There’s so much that gets judged in a job interview. From what you wear to how you shake the interviewer’s hand, to how confident you appear and sound when you introduce yourself. Almost everything you do during a job interview will be under the microscope, including all of your idiosyncrasies.
Unfortunately, whether you like it or not–recruiters are humans with biases, and sometimes those biases include behaviors that we might think are no big deal, but for reasons unknown, they just absolutely can’t stand. Every recruiter is different, but here are a few habits that can have a big influence in terms of how they perceive you as a job candidate.
Too much movement shows that you’re nervous. And while recruiters expect some of that, it can be extremely distracting for hiring managers when they see you constantly shifting. Body language is only relevant within the context of the specific interview.
Yes, it’s important to appear serious, but recruiters are human beings who still respond to visual cues, and that includes smiles. Imagine you’re meeting someone for the first time, and while they shake your hand, their mouth remains in a neutral expression. It can come across as a little rude right? A job interview is no different. Denise Dudley, professional trainer previously told Fast Company that smiling makes someone appear more attractive, intelligent, relaxed, and sincere compared to those who didn’t smile. She went on to say that seeing someone smile activates the reward centers in our brain, releasing those feel-good neurotransmitters.
3. Stumbling On The Interviewer’s Name
Some people have difficult names, and while it might be socially acceptable at a cocktail party to stumble across someone’s difficult name and then casually say “sorry, I’m really really terrible with names!”, a job interview is a place where you want to avoid this from happening.

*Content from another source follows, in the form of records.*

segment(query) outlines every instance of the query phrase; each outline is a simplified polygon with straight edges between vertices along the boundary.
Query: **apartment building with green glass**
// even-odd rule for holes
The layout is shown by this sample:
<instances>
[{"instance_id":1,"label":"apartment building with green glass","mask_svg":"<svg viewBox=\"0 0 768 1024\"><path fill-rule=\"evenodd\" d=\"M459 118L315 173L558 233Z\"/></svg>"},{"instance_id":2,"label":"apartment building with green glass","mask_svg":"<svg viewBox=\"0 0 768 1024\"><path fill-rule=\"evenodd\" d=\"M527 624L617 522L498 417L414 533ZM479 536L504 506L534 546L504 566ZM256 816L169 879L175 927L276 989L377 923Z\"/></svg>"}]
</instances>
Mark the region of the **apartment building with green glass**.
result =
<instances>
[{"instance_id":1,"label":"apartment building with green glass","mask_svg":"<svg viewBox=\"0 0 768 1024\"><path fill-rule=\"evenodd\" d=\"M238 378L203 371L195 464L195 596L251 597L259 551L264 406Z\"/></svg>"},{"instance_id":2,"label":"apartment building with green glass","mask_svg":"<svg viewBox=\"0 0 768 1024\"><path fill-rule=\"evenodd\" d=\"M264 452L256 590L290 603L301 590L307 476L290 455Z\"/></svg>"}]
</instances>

In a previous article for Fast Company, emotional intelligence expert Harvey Deutschendorf suggested that if we’re not sure how to pronounce someone’s name when they introduce themselves to us, we should ask them to clarify and repeat it back to them until we get it right. Deutschendorf wrote, “This may feel a little awkward but it shows you actually care–and it’s better than mishearing a name, not bothering to correct it, and bungling (repeatedly) later.”